Intégristes musulmans en Occident : une évolution inquiétante

La Presse, 6 juin 2006
L’auteur (yvancliche@hotmail.com) est membre de tolerance.ca. Il écrit sur l’islam depuis 20 ans.

L’occidentalisation de la mouvance intégriste est un phénomène récent qui touche surtout des jeunes de deuxième génération

Pour certains musulmans, même de deuxième génération, l’islam reste la source première de l’identité.

L’arrestation de 17 hommes musulmans à Toronto, qui auraient comploté pour perpétrer un attentat terroriste dans la capitale ontarienne, nous plonge tous dans la consternation. Un élément défie particulièrement l’intelligence: le profil des terroristes, avérés ou potentiels.

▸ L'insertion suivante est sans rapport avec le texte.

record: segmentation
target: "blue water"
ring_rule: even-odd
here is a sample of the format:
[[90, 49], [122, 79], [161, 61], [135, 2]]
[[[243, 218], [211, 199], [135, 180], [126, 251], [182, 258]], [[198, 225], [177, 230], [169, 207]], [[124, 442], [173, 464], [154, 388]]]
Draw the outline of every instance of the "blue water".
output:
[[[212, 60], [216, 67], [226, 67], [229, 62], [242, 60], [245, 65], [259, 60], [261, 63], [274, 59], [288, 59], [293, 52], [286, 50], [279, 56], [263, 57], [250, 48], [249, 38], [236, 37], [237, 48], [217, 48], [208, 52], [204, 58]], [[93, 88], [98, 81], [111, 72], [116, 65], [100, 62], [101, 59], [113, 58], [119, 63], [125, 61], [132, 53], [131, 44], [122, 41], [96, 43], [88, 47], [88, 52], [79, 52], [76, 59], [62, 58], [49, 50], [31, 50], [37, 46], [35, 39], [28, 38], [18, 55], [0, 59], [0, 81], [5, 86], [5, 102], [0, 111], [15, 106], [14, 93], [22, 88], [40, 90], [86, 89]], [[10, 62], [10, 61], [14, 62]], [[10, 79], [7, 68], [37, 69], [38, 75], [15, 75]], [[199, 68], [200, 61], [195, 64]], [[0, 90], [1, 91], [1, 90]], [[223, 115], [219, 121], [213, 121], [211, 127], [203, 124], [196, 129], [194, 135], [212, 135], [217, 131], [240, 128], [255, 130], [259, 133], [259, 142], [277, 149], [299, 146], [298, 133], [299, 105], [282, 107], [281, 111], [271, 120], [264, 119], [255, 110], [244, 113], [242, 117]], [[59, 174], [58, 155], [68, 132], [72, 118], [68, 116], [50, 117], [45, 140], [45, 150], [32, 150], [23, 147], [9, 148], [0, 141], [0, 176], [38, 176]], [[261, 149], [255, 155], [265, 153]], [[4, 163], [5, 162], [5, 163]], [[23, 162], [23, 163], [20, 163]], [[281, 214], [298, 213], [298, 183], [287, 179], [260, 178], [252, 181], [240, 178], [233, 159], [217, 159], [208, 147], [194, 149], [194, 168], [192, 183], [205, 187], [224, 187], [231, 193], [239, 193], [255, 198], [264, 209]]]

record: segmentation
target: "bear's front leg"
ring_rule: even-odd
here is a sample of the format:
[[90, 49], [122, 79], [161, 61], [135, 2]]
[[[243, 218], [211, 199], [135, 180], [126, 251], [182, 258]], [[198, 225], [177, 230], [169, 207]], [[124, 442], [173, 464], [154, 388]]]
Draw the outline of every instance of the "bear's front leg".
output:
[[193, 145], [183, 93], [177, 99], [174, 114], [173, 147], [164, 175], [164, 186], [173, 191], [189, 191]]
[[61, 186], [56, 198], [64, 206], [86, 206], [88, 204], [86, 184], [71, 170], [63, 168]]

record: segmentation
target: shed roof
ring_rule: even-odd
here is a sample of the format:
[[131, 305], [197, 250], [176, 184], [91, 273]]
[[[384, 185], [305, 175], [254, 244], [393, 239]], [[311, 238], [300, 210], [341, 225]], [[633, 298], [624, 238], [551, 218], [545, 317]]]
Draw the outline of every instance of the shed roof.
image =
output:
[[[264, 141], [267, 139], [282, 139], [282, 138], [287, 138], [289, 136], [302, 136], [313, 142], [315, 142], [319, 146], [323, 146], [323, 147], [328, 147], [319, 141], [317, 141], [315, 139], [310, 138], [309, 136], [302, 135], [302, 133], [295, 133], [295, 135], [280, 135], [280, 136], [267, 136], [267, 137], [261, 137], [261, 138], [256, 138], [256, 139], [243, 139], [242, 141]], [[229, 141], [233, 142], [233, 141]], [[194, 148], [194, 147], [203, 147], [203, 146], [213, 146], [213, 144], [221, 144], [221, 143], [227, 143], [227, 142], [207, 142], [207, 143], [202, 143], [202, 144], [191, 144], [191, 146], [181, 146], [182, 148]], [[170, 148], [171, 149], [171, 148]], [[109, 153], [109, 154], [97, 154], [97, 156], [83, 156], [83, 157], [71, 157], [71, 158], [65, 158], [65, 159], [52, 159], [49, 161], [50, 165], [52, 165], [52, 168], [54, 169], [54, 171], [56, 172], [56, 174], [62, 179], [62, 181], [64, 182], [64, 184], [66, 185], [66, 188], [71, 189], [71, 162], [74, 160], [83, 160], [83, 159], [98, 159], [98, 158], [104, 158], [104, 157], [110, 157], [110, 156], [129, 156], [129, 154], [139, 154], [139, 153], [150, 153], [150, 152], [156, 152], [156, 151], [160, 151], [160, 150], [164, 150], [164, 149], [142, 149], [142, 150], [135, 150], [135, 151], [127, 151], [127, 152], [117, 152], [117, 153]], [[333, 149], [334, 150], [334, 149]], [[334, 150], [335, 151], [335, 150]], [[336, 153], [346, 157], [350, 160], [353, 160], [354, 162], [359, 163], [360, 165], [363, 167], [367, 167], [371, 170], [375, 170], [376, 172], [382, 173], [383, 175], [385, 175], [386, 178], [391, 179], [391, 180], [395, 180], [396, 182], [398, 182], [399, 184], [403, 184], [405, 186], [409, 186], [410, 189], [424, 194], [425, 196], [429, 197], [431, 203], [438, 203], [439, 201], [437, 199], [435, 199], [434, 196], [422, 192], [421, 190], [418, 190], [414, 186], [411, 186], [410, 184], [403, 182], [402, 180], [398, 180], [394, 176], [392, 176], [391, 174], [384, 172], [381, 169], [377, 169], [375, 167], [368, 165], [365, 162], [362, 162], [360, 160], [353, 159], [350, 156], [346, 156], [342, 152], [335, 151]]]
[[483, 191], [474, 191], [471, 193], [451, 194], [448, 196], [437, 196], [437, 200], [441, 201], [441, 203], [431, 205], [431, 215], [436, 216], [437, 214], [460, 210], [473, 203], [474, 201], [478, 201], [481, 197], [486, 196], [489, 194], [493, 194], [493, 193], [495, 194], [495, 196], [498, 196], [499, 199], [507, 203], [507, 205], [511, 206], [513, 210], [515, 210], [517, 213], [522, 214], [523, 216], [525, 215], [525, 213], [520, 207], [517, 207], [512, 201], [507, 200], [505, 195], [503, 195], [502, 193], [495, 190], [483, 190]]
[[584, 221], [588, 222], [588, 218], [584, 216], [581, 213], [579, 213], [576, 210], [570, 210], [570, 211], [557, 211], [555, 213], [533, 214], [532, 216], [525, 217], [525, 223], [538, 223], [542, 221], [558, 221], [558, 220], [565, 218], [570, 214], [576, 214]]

Les attentats du 11 septembre 2001 avaient jeté un éclairage renversant sur les auteurs des attentats. Le terrorisme islamiste n’était plus l’affaire de quelques gens ignorants venant de milieux pauvres bafoués par l’absence de liberté. Il était aussi revendiqué par des musulmans éduqués, pire, des jeunes de deuxième génération des pays occidentaux.

Ainsi, le supposé cerveau logistique des attentats de 2001 à New York, Mohammed Atta, était un Égyptien d’un milieu aisé, trilingue, avec une éducation universitaire. Celui qui a fomenté le complot pour exécuter de sang froid le journaliste américain Daniel Pearl, en 2002 au Pakistan, était un jeune immigré de deuxième génération admis dans une université anglaise de prestige. On a aussi beaucoup insisté sur l’apparente bonne intégration des auteurs des attentats de Londres (2005).

Un phénomène centenaire
L’intégrisme islamique existe maintenant depuis environ 100 ans. On attribue souvent son apparition officielle à la création du mouvement caritatif et politique des Frères musulmans. Le phénomène islamiste a donc de l’âge. Ce n’est pas d’hier que certains musulmans sont attirés par un discours totalisant, faisant de l’islam le grand rempart contre une civilisation occidentale ne cherchant qu’à la soumettre politiquement et culturellement.

La nouveauté des dernières années tient plutôt à l' »embourgeoisement » d’une partie de cette mouvance, voire son extension en Occident. Comment comprendre cette évolution, inquiétante, de certains musulmans, pourtant mieux pourvus sur le plan socio-économique, vers des gestes de destruction aussi nihilistes?

Il est possible d’apporter quelques éléments d’explication. D’abord, le phénomène atteint surtout des jeunes. Une des caractéristiques de la jeunesse est la vision binaire des choses: tout se partage en bien ou en mal. La maturité et l’expérience ne sont pas encore assez ancrées pour qu’ils comprennent que la réalité humaine se décline plus souvent qu’autrement dans les teintes de gris. Il faut rappeler qu’une partie des 17 personnes arrêtées sont mineures.

Source d’identité
Par ailleurs, pour certains musulmans, même ceux de deuxième génération, l’islam reste la source première de l’identité. L’appartenance nationale passe au deuxième rang face à un islam qui encadre une bonne partie de la vie et définit la vision du monde.

Ce fait n’est pas sans importance, car les interventions persistantes de l’Occident en terre musulmane sont ainsi comprises non pas comme des actions de sociétés laïques poursuivant des intérêts d’État, mais ni plus ni moins comme une  » croisade  » religieuse, un signe du mépris occidental envers l’islam. Il y a donc à la base de l’adhésion au djihad violent une prédisposition idéologique, une indignation née des gestes supposés agressifs et acharnés des États occidentaux.

Un autre élément, mis de l’avant par des recherches récentes sur le terrorisme islamique, a trait à la situation particulière des sympathisants avant leur association au sein d’un groupement visant à commettre un geste d’éclat.

Un auteur comme Marc Sageman, par exemple (1), insiste sur l’isolement des adhérents, en raison de relations familiales distendues ou de sous-emploi. Un désoeuvrement, permanent ou passager, que les participants subliment en créant un lien pour une cause commune qui les dépasse. Ils y trouvent réconfort et apaisement. L’adhésion à un groupe et à une idéologie radicale donnerait ainsi un sens à une vie quelque peu déraillée, tout en fournissant un exécutoire à la frustration identitaire et sociale ressentie par ces militants. (…)

1. Marc Sageman, Le Vrai Visage des terroristes, Denoël, 2005.